Bis zu 75 % der europäischen Krypto-Anbieter könnten ihre Betriebserlaubnis verlieren, wenn die Übergangsfrist der EU-Verordnung MiCA am 1. Juli 2026 endet.
Eine Frist, die alles verändert
Am 1. Juli 2026 läuft in der Europäischen Union eine Übergangsregelung aus, die es Krypto-Unternehmen bislang erlaubt hat, Kunden zu bedienen, während sie auf eine offizielle Zulassung nach der Markets-in-Crypto-Assets-Verordnung (MiCA) warten. Für die Branche ist das ein historischer Stichtag – und für Millionen gewöhnliche Nutzer in ganz Europa ein Datum, das über den weiteren Zugang zu ihrem eigenen Vermögen entscheiden kann.

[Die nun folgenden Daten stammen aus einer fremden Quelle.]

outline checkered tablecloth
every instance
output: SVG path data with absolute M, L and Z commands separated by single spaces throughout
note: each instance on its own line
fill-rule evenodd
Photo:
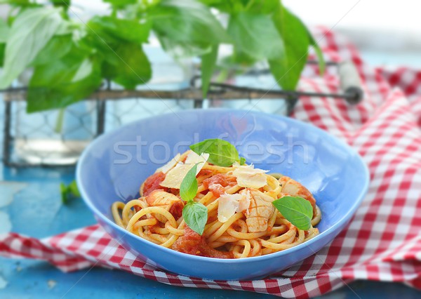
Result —
M 401 281 L 421 288 L 421 71 L 373 68 L 342 36 L 315 36 L 326 60 L 352 60 L 363 101 L 350 106 L 327 98 L 302 98 L 293 117 L 348 142 L 368 164 L 368 193 L 348 227 L 316 254 L 265 279 L 210 281 L 167 273 L 138 260 L 93 225 L 44 239 L 0 236 L 0 255 L 44 260 L 62 271 L 93 265 L 121 269 L 174 286 L 243 290 L 286 298 L 325 293 L 355 279 Z M 323 77 L 308 67 L 300 88 L 335 92 L 336 69 Z

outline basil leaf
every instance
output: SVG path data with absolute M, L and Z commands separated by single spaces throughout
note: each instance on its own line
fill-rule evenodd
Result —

MiCA wurde geschaffen, um Anlegerinnen und Anleger zu schützen, einheitliche Aufsichtsstandards in der gesamten EU zu schaffen und Geldwäsche im Krypto-Sektor zu erschweren. Kurzfristig zeigt sich der Schutzgedanke des Gesetzes jedoch vor allem auf eine Weise: indem Plattformen, die keine Lizenz rechtzeitig erhalten haben, der Zugang zum EU-Markt entzogen wird. Genau darin liegt das Paradox, mit dem sich Aufsichtsbehörden, Anbieter und Nutzer in den kommenden Tagen auseinandersetzen müssen.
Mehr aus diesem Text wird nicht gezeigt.